What Depression Actually Feels Like, Clinically
A formal diagnosis requires at least five of nine specific symptoms persisting for two weeks or more, with at least one being either persistent depressed mood or a marked loss of interest or pleasure in nearly all activities. The full list captures how wide-ranging the disruption is:
- Depressed mood most of the day, nearly every day (sadness, emptiness, hopelessness, or in children and teens, irritability)
- Loss of interest or pleasure in activities you previously enjoyed
- Significant weight change (more than 5 percent of body weight in a month) or a clear shift in appetite
- Insomnia or excessive sleeping nearly every day
- Visible psychomotor changes, either agitation or being physically slowed down, noticeable to others
- Fatigue or loss of energy nearly every day
- Feelings of worthlessness or excessive guilt
- Difficulty thinking, concentrating, or making decisions
- Recurrent thoughts of death or suicide
Notice how many of these are physical: weight changes, sleep disruption, fatigue, slowed movement. Depression is not “just in your head” in the way people sometimes mean that phrase. It rewires the brain, alters immune function, disrupts sleep architecture, and changes appetite and energy at a biological level.

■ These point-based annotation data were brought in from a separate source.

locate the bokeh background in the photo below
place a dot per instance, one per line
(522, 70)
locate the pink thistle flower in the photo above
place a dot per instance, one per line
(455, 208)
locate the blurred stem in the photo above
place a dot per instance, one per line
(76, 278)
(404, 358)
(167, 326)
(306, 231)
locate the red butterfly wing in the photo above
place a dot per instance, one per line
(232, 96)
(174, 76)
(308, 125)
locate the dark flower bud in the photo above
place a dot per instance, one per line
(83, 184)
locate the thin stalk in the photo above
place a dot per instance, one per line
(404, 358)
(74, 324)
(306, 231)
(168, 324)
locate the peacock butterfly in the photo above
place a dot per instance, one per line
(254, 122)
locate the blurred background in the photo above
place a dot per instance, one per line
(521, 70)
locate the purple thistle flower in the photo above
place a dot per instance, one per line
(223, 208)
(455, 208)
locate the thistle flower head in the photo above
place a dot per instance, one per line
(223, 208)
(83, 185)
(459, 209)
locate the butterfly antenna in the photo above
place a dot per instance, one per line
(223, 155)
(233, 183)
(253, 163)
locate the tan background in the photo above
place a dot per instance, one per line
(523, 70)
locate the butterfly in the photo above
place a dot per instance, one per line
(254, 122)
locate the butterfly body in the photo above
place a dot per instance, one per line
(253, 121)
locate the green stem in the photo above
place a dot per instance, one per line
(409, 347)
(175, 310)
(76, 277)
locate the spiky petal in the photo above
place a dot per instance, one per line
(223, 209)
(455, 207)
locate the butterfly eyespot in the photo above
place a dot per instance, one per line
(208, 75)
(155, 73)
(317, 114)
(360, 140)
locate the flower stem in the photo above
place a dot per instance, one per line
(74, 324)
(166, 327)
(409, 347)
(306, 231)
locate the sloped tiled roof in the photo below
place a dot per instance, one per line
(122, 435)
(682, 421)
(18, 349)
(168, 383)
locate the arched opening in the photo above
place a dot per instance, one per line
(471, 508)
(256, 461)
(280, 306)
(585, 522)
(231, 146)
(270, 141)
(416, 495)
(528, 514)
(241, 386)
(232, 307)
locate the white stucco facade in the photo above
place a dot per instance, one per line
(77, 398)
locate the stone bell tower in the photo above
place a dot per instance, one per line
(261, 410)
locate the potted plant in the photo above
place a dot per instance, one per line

How Treatments Target These Systems
The most widely prescribed antidepressants, SSRIs, work by blocking a specific transporter protein on the sending neuron that normally vacuums serotonin back out of the synapse. With that recycling mechanism blocked, serotonin lingers longer in the gap and stimulates the receiving neuron more effectively. But as noted, the immediate serotonin boost isn’t what fixes depression. Over weeks of sustained treatment, the increased serotonin signaling triggers downstream changes: BDNF production rises, dendritic spines regrow, and the hippocampus and prefrontal cortex begin to recover volume and connectivity.
This is also why treatments beyond medication can be effective. Regular aerobic exercise raises BDNF, lowers inflammatory markers, and helps normalize circadian rhythms. Psychotherapy, particularly cognitive behavioral therapy, appears to change activity patterns in the prefrontal cortex over time, strengthening the brain’s ability to regulate emotional responses. Light therapy corrects circadian misalignment. Sleep interventions reduce a known driver of inflammation and depression onset. Each approach targets a different piece of the puzzle, which is why combination treatments often outperform any single intervention.
The genetics of depression don’t point to a single “depression gene.” Instead, many small genetic variations each contribute a tiny amount of risk, influencing everything from how efficiently you produce serotonin to how strongly your immune system responds to stress. Specific gene variants in the IL-6 promoter region, for instance, are associated with producing more of that inflammatory molecule and with greater vulnerability to depression. This mosaic of genetic influences helps explain why depression looks so different from person to person and why no single treatment works for everyone.